Let $H=[-1,1]\times \{0\}$ and $V=\{0\}\times [-1,0)$ in the plane. Let $T=H \cup V$. Show that $T$ is not homeomorphic to the unit interval $I=[0,1]$.

My idea for this problem is that , if we remove a point from the unit interval , we will be left with at most two connected components, but if we remove the origin from $T$ we will be left with $3$ connected components. Is this enough to prove that $I$ and $T$ are not homeomorphic ? How should I write my answer rigirously?

Any help is appreciated, Thanks !

Answer 1

Yes, your proof is correct, but from your comment above, it seems that the reason why it is correct is not completely clear to you. What you are implicitly using is the following proposition.

Proposition: Let $X$ and $Y$ be topological spaces. Suppose there is $x \in X$ such that $X\setminus\{x\}$ has $m$ connected components. If there is no $y \in Y$ such that $Y\setminus\{y\}$ has $m$ connected components, then $X$ and $Y$ are not homeomorphic.

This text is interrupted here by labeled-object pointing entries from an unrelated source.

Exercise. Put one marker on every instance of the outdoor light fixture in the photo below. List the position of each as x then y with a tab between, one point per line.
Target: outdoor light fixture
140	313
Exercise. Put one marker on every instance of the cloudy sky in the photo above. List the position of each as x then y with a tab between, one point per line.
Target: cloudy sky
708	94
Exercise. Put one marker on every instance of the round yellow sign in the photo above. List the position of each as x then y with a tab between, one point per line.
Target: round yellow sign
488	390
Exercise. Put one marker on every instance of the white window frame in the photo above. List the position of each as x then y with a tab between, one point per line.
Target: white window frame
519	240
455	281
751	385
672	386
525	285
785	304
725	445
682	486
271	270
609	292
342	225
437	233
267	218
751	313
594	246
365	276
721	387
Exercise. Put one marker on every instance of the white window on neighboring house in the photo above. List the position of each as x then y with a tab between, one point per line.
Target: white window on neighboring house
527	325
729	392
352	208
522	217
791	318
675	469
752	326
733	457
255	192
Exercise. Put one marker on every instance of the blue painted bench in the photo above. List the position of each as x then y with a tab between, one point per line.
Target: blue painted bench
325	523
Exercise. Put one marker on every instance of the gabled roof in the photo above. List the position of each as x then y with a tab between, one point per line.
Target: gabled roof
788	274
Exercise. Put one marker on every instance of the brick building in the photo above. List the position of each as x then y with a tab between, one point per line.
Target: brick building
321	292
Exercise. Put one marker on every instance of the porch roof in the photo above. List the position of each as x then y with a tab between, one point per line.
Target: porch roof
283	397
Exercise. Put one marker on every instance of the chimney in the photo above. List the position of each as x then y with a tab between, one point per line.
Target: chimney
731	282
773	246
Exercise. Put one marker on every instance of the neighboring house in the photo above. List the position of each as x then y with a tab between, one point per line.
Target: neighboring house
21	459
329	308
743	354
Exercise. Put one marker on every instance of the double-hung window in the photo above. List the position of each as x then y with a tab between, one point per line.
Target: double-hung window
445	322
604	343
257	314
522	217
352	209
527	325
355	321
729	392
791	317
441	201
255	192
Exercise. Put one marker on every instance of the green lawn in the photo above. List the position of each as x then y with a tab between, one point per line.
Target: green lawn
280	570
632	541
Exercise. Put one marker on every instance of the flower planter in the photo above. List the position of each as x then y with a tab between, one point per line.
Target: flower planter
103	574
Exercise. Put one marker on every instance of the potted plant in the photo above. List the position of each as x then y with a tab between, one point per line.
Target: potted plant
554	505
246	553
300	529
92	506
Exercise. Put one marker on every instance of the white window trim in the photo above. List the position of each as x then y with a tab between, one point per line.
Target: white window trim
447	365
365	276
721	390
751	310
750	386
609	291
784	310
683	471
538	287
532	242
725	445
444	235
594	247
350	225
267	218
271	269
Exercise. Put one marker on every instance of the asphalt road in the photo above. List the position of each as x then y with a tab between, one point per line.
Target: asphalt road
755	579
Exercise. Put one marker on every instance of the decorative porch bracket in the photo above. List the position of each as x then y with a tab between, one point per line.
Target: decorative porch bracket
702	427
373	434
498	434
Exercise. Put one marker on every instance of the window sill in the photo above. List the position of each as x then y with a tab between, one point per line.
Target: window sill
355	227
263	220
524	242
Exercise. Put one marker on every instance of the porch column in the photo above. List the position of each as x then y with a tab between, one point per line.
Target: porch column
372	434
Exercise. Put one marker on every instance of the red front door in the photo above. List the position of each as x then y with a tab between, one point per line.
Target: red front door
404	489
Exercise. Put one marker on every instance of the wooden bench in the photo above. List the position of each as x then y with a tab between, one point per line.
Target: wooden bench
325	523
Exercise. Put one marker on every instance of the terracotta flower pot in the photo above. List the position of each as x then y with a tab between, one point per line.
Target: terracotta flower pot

Note: The conditions we need to check are about the spaces $X\setminus\{x\}$ and $Y\setminus\{y\}$, but our conclusion pertains to $X$ and $Y$.

I have included the proof below, you just need to move your mouse over the second grey box to see it, but I recommend you try to prove it yourself first. If you want a hint, move your mouse over the first grey box.

Hint: If $f : X \to Y$ is a homeomorphism, then for any $A \subseteq X$, $f|_A : A \to f(A)$ is a homeomorphism.

Proof: By way of contradiction, suppose that there is a homeomorphism $f : X \to Y$. Then $f|_{X\setminus\{x\}} : X\setminus\{x\} \to Y\setminus\{f(x)\}$ is a homeomorphism. As the number of connected components is a topological invariant, and $X\setminus\{x\}$ has $m$ connected components, $Y\setminus\{f(x)\}$ has $m$ connected components. This is a contradiction as, by assumption, there is no $y \in Y$ such that $Y\setminus\{y\}$ has $m$ connected components.